Diagnosis generally relies on urinalysis, imaging such as CT scans and, most critically, an in-office flexible cystoscopy. If a suspicious lesion is seen, the next step is a TURBT (transurethral resection of bladder tumor), a surgical procedure performed under anesthesia to remove the tumor, determine its type and assess its depth.

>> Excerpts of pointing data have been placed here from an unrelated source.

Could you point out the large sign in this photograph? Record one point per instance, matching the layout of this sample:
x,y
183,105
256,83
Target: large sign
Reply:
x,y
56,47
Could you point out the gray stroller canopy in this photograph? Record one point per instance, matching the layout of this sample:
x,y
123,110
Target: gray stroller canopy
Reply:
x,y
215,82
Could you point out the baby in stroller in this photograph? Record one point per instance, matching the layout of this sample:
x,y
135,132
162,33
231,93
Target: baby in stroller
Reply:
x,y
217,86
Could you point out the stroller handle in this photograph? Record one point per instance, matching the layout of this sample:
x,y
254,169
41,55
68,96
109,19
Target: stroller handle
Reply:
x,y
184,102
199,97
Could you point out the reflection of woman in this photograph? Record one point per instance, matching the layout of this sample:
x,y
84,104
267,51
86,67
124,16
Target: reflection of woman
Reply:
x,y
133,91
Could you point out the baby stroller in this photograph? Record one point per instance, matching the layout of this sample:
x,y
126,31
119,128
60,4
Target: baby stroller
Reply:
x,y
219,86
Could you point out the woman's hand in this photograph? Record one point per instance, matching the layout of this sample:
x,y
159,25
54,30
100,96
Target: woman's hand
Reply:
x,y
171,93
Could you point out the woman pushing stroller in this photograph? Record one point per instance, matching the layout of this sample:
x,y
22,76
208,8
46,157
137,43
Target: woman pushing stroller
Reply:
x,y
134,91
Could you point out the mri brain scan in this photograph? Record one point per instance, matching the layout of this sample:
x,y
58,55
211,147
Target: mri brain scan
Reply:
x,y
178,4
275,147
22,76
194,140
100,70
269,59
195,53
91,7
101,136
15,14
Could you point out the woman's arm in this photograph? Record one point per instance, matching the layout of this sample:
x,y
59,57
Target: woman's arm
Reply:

Roughly three out of four bladder cancer cases are non-muscle-invasive, meaning the cancer is confined to the inner layers of the bladder. These are typically treatable but require ongoing surveillance because they frequently recur. The remaining 25 percent of cases are muscle-invasive, posing far greater risk and often requiring more aggressive treatment, such as bladder removal or systemic therapy. There is no reliable blood biomarker for detecting bladder cancer; urine-based tests exist but cannot replace cystoscopy.
How bladder cancer is treated
For high-risk, non-muscle-invasive bladder cancer, the first-line treatment is a live bacterium, bacillus Calmette-Guérin, more commonly called BCG, to stimulate the immune system. BCG, which is delivered directly into the bladder, has for decades been the preferred first-line treatment option for non-muscle-invasive bladder cancer. However, approximately 30 to 40 percent of patients do not respond to BCG, and about half of those who initially respond eventually experience a recurrence of their cancer.